The town of Plymouth had been expecting a big tourist year in 2020 to commemorate its 400th anniversary. Needless to say, that didn’t happen. Instead it brought back memories of the “Great Dying” that Native Americans experienced when European diseases ravaged the northeast coast just prior to the arrival of the Pilgrims. The town of Plymouth had been planning to open a new memorial on Cole’s Hill above Plymouth Rock to be called Remembrance Park in memory of both the Wampanoag and Pilgrim losses four centuries ago. However, the delay gave archaeologists one more chance in 2021 to probe the soil before the construction of the park.

The dig, led by David Landon of UMass-Boston’s Fiske Center for Archaeological Research, ran for most of the month of June and was open to the public. I timed my visit for lunchtime since most of the team would be on break. They had opened several excavation pits atop the steep hill to seek out remains from 18th century houses that had once crowded the small area. One test pit contained broken pieces of bricks and tableware and may have been a trash dump outside a kitchen window. Another trench followed a string of stones believed to be part of a house foundation (Figure 1). An earlier excavation had also found traces of an Indian site here and they were hoping to track down more of it with test pits. So far, a few shells and flakes had turned up, including a piece of jasper from Pennsylvania (Figure 2).

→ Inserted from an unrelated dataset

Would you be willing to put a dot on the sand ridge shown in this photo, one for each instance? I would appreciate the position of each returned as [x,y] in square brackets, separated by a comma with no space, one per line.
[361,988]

Figure 1. Trench on Cole’s Hill following a line of stones believed to be part of the foundation of an 18th century house.

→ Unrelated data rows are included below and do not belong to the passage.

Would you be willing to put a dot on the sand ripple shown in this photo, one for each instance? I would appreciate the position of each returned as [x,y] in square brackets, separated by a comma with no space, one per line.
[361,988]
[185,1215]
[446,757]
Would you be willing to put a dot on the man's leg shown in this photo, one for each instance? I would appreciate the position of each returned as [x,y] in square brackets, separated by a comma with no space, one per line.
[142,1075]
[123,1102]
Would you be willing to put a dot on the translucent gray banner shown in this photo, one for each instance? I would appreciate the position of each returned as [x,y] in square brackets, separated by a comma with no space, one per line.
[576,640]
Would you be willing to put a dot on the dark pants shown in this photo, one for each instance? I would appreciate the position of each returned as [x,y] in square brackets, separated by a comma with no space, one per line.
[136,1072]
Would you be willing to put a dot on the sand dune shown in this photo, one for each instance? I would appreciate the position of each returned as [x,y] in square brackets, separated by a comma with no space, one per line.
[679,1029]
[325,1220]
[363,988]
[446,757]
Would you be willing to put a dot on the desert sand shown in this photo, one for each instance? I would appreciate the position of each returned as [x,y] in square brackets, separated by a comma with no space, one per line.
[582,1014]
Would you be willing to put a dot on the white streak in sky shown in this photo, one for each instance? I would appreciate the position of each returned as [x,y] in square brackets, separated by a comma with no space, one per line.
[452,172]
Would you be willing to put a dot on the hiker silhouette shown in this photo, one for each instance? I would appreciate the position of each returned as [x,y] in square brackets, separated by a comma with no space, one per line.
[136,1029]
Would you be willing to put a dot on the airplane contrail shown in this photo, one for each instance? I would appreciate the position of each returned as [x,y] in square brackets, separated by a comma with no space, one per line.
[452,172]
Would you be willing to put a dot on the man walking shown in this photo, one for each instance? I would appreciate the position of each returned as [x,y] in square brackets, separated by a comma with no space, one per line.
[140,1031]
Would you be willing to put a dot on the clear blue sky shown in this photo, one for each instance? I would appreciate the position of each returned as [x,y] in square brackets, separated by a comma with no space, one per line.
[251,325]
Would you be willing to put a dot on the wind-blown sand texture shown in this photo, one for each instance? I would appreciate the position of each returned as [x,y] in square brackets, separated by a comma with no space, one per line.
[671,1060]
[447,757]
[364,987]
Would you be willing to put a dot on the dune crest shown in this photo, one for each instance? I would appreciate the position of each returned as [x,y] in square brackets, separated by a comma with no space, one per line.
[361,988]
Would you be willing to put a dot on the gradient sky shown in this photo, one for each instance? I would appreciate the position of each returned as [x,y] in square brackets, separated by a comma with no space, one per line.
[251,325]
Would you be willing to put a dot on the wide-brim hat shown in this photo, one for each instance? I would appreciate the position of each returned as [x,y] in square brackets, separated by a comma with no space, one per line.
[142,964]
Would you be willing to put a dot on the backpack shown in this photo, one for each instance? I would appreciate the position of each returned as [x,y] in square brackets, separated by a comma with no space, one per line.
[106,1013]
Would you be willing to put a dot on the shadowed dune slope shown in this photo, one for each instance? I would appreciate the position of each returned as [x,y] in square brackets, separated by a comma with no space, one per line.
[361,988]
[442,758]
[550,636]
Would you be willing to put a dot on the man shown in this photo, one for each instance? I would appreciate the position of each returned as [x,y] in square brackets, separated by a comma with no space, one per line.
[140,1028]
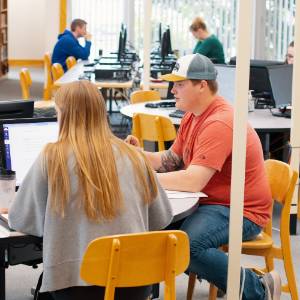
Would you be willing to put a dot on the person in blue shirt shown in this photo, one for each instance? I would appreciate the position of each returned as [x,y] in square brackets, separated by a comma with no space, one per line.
[68,45]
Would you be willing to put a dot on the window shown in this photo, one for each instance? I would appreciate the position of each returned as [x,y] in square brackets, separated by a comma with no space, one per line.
[104,20]
[220,16]
[280,27]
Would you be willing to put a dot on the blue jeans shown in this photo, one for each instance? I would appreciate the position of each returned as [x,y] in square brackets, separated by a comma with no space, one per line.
[208,229]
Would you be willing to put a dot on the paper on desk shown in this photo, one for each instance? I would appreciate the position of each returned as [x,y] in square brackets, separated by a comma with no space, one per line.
[181,195]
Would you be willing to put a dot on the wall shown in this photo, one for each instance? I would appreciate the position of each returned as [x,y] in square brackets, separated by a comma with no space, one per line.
[33,26]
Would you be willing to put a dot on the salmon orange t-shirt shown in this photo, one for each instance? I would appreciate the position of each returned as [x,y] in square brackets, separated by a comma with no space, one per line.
[206,140]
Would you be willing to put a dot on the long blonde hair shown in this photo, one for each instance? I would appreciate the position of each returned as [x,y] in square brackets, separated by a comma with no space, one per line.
[84,131]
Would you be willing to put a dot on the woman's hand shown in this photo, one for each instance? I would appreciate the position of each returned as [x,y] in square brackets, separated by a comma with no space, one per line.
[132,140]
[3,210]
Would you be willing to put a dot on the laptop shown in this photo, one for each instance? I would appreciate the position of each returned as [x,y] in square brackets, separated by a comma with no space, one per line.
[22,140]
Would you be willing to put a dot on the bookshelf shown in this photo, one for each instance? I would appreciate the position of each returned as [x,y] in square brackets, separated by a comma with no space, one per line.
[3,38]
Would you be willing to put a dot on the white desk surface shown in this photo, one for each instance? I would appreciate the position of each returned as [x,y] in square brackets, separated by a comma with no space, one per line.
[156,85]
[260,119]
[77,70]
[181,208]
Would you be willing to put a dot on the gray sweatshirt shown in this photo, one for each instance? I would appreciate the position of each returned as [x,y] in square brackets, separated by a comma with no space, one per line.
[65,239]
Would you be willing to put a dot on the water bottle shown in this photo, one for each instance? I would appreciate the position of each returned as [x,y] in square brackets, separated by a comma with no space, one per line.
[251,101]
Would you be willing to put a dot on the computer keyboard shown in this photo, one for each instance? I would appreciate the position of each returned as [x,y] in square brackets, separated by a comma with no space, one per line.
[286,114]
[163,104]
[177,114]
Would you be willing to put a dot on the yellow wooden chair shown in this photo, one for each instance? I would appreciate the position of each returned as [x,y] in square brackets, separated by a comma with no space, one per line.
[282,180]
[144,96]
[57,71]
[48,84]
[25,82]
[153,128]
[133,260]
[70,62]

Figure 2. Finds from Cole’s Hill include ceramics, nails, glass, buttons, pipe stems, cow bones, and Indian lithic fragments of local quartz and Pennsylvania jasper.

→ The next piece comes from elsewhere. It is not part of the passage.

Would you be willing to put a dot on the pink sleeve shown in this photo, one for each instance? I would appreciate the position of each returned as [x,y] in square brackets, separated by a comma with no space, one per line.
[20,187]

The team alerted me to a second dig in the works just a little farther uphill. The graveyard on Burial Hill is the highest point in the area, offering a commanding view of the surroundings. It had been thought that the earliest fort constructed by the settlers would have been somewhere on this hill. Over several seasons, the UMass field school had dug trenches in an area just below the eastern extent of the cemetery (Figure 3). Here they noted a curious distinction in the distribution of artifacts: Wampanoag lithic and ceramic artifacts to the north and colonial remains to the south. In 2019, they located a line of discolored circles in the soil, evidence of a wooden palisade. This was likely the northern wall of the Plymouth Colony’s first fort in 1621. Indians would have camped outside for trade while settlers’ houses would have been built up along the inside of the wall. The team may be back again next year, so follow their progress on facebook at Fiske Center and consider a visit next summer.

Figure 3. David Landon and the UMass field school at work near the base of Burial Hill. The trench is on the southern side of the 1621 palisade, within the confines of the old fort. The mix of Indian and European ceramics in the Colony’s trash suggests a closer relationship between settlers and Indians than previously thought. The first “Thanksgiving” likely took place near here.